Here are some of Asa Reed’s best tips: how to choose between a vertex or fragment shader, debugging tools, and finally, his top seven key optimizations.

 

1Vertex or Fragment shader: which one to choose?

Vertex shader: If you’re most concerned about performance then a vertex shader is probably the best choice. Vertex shaders operate on every vertex on your mesh, whereas a fragment shader operates on every pixel within the triangles composed by these vertices.

Vertex shaders come with limits: it’s impossible to get accurate lighting data or do texture mapping in a vertex shader. However, it is possible to shift uv texture coordinates by an arbitrary amount (to achieve a sort of animated surface effect, for example) in a vertex shader, rather than a fragment shader.

An example of a model with a vertex shader, from vertex and fragment shader examples.

Lighting and surface effects in vertex shaders tend to run faster but result in lower/less visual quality/fidelity. Any operations specifically targeting geometry (vertices) should always be done in a vertex shader, for example, GPU skinning.

Fragment shader: If you’re aiming for high-end visuals or interesting surface effects, and need smooth and correct lighting then consider using a fragment shader. Always pay close attention to what exactly you are adding to your fragment shaders, and do whatever you can to simplify those operations or move them to the vertex shader.

The same model with both a vertex and fragment shader, from vertex and fragment shader examples.

Specifically within Unity, take note of any #pragma defines or other uses of Unity’s built-in functionality within your shader code. While you may not think your shader should be taxing if you are just doing something simple like modifying alpha, if that same shader defines “#pragma surface surf BlinnPhong”, there are dozens of calculations being injected into your shader to calculate Blinn-Phong lighting. You can see the code those lighting defines add by looking in the lighting.cginc file in your Unity install directory.

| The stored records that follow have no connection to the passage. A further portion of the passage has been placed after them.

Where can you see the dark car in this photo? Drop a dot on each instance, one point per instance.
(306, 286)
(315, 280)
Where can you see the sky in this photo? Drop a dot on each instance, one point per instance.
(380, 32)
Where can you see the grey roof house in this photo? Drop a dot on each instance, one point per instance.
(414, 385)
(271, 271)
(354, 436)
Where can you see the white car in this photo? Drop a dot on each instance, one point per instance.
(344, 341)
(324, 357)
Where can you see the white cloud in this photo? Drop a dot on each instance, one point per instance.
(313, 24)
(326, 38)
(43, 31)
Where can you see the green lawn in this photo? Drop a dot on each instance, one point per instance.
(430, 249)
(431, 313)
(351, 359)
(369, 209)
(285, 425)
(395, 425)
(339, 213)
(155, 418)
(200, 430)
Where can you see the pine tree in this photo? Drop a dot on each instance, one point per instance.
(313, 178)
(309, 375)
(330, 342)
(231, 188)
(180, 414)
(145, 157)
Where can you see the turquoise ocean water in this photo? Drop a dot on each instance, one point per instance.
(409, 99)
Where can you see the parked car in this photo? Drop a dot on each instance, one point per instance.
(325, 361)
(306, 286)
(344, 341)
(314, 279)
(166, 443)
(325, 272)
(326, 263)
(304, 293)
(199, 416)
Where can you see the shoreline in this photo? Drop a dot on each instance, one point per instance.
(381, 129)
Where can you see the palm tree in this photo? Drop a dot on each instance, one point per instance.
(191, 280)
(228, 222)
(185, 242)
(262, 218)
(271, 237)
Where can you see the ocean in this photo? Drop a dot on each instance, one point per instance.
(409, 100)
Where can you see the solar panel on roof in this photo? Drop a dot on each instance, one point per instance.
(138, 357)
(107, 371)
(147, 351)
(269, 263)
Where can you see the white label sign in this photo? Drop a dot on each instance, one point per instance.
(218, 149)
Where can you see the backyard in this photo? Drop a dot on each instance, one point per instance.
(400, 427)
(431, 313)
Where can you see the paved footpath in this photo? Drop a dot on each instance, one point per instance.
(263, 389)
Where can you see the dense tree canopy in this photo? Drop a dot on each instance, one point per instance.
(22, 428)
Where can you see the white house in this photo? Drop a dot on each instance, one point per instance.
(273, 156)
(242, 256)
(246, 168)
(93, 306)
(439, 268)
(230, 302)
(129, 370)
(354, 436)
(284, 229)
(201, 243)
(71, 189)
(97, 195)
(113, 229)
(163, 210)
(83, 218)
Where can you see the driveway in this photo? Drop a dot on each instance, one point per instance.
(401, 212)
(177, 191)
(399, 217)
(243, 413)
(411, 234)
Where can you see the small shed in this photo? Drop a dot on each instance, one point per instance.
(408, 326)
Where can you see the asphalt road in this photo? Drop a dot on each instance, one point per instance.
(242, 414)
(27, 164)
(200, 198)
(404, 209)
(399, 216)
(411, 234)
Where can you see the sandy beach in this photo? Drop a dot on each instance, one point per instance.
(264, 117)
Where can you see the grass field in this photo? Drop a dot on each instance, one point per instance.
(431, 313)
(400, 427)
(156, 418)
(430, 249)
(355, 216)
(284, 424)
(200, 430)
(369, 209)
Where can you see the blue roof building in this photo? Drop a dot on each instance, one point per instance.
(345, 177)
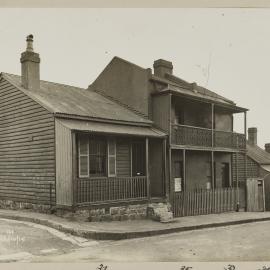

For more information see the docs Custom Lighting models in Surface Shaders.

 

2Profiling your shaders

Unity’s Frame debugger lets you freeze playback for a running game on a particular frame and view the individual draw calls that are used to render that frame. As well as listing the drawcalls, the debugger also lets you step through them one-by-one so you can see in great detail how the Scene is constructed from its graphical elements.

Unity’s Frame debugger

With 2017.1 we’re also including information on geometry batching and providing you with specific feedback about why a certain mesh is not batching if it is set to be batched.

There are also very good external tools for shader debugging on specific hardware:

  • For iOS and Mac OS: Xcode has a great built-in frame profiler that includes options such as capturing a capturing all the memory that the GPU is using in a specific frame; camera.render, to get to the meat of the drawing code, and drill down to see a nested hierarchy view of what’s being drawn, and the FPS tab that will show you how each shader affects the total rendering time.

    Xcode’s frame profiler

  • On PC and Mac, RenderDoc and Intel GPA tools get pretty in depth and tend to have the most hardware compatibility.

  • When debugging a specific hardware target for performance or incorrect output, such as a mobile chipset like ARM Mali, or PS4, Xbox, Nintendo Switch etc., ALWAYS grab the manufacturer’s own Frame Debugger (sometimes called Frame Profiler or Frame Analyzer). Their tools will almost always have the most accurate data for that chipset, and will likely have expanded data sets compared to the more generic tools mentioned above.

 

3Seven key shader optimizations

On a per-frame basis there is typically far more work being done by your shader code than your game code. Try these optimizations to help keep your performance/FPS rate nice and smooth.

  • Do less non-constant math. Use constants or “dynamic uniforms” (e.g., x=4/33, x=4xsin(24)).

  • Multiply scalar values (float, int) before vector values (float3, float4).

  • Avoid discard instruction whenever possible, including for alphatest (applies mainly to mobile). Watch your overdraws.

  • If possible keep your calculations on a vertex shader.

  • Specify a write mask for a vector operation whenever possible (if it doesn’t use all of the components of the result).

  • Avoid branching based on dynamically set values/non uniforms (if-else, loops).

  • Check the impact of operations (such as discard(), floor(), etc.) on your renderer model (OpenGL 2, OpenGL 3, OpenGL ES, etc.) and hardware.